July 26, 2002

By Gregory Favre

Charles Longstreet Weltner was a friend. He was a lawyer, a politician, a pursuer of knowledge until the day he died.

And he was a man of courage.

I think of him often, just as I often remember the things he taught us by example.

Charles was a descendant of Lt. General James Longstreet, who served in the Confederate Army high command and was known as Robert E.Lee’s “Old War Horse.” He was the son of a university president. And he was a brilliant student, who had one college degree by the time he was 20. And then he was off to law school.

He was a successful lawyer in Atlanta, but he had an itch for public service, and so he took on a challenge that no one believed he could win. He announced he would run for Congress against a 16-year veteran who had built a seemingly impregnable base among the segregation-now, segregation-forever crowd.

But Charles did it. He ran a retail campaign, meeting with as few as six or seven voters over coffee in someone’s living room or going door to door in neighborhoods across the district. He won. And he went to Congress where, when the time came, he stood up and became one of, if the not the first, Deep South congressman to vote for the Civil Rights Act.

But then in his second term, he was faced with a decision that would mark his life forever. Lester Maddox, the axe-handle swinging segregationist, won the Democratic primary for governor and would be on the November ballot. And in those days, all Democratic candidates took an oath that they would support all of the party’s candidates.

Charles couldn’t support Maddox, who stood for almost everything he was against. It would be easy to just remain silent. He surely would win again. But Charles couldn’t do that. He had taken that oath, he had given his word.

So he did the only thing he felt he could do, He resigned from Congress and announced he would not run again. Most people could not understand why he did this. None of his supporters would hold it against him if broke that stupid oath.

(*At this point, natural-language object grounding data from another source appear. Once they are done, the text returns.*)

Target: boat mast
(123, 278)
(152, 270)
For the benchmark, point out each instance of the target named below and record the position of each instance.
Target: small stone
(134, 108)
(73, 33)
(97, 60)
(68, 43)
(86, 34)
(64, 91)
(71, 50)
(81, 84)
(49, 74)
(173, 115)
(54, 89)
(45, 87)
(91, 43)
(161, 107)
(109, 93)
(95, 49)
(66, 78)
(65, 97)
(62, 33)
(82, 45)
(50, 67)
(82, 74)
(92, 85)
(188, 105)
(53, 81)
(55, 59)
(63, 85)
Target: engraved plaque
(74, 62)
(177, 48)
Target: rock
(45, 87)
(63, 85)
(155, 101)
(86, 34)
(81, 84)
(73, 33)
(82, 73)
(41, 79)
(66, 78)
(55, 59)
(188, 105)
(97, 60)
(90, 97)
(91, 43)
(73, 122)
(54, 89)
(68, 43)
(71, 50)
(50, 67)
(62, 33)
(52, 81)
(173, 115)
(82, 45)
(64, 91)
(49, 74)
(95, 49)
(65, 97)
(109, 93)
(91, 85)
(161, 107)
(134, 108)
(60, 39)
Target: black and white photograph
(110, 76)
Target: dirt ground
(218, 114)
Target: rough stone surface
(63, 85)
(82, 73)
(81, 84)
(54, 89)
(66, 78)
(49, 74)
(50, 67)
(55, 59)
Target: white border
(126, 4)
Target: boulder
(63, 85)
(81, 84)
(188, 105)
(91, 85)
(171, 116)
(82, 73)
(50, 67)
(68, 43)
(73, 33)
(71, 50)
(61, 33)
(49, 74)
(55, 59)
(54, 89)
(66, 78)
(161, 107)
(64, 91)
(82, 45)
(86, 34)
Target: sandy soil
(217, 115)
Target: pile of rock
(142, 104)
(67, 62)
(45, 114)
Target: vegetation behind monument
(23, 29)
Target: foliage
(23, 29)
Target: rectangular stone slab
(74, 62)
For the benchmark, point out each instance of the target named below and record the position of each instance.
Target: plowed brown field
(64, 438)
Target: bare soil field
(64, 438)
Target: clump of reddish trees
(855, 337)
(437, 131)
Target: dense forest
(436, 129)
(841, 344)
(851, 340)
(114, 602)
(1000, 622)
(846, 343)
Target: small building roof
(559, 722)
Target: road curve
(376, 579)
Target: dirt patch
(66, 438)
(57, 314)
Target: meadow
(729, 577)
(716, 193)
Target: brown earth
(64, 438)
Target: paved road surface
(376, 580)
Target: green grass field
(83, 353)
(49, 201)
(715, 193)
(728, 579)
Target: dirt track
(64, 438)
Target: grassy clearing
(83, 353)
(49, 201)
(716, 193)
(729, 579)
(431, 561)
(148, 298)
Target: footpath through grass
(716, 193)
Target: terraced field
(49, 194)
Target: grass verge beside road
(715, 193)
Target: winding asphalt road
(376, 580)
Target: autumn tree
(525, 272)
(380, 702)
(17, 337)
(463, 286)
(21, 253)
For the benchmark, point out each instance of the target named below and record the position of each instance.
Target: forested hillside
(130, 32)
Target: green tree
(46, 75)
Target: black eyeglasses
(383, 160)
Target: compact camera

But Charles would hold it against himself.

So he went back to practicing law and later became a Georgia Supreme Court Justice, a post he held when he died a relatively young man.

There are different kinds of courage. Most think of it in a physical sense, but true leadership often demands courage in an intellectual and moral sense, the kind of courage that will allow you to change directions when necessary, allow you to walk away when you cannot violate your core values and principles.

It is the kind of courage that will allow you to know that you do not always have to be in front, that you do not always have to receive the recognition for what your team does. The courage to realize that you will fail from time to time, but that you will not be frozen in fear over those failures and that you will keep pursuing your goals.

Charles Weltner’s actions were a profile in courage and every time I walk past his picture that hangs on a wall in our home, I stop and say thanks for the lessons he taught us. And for being a friend.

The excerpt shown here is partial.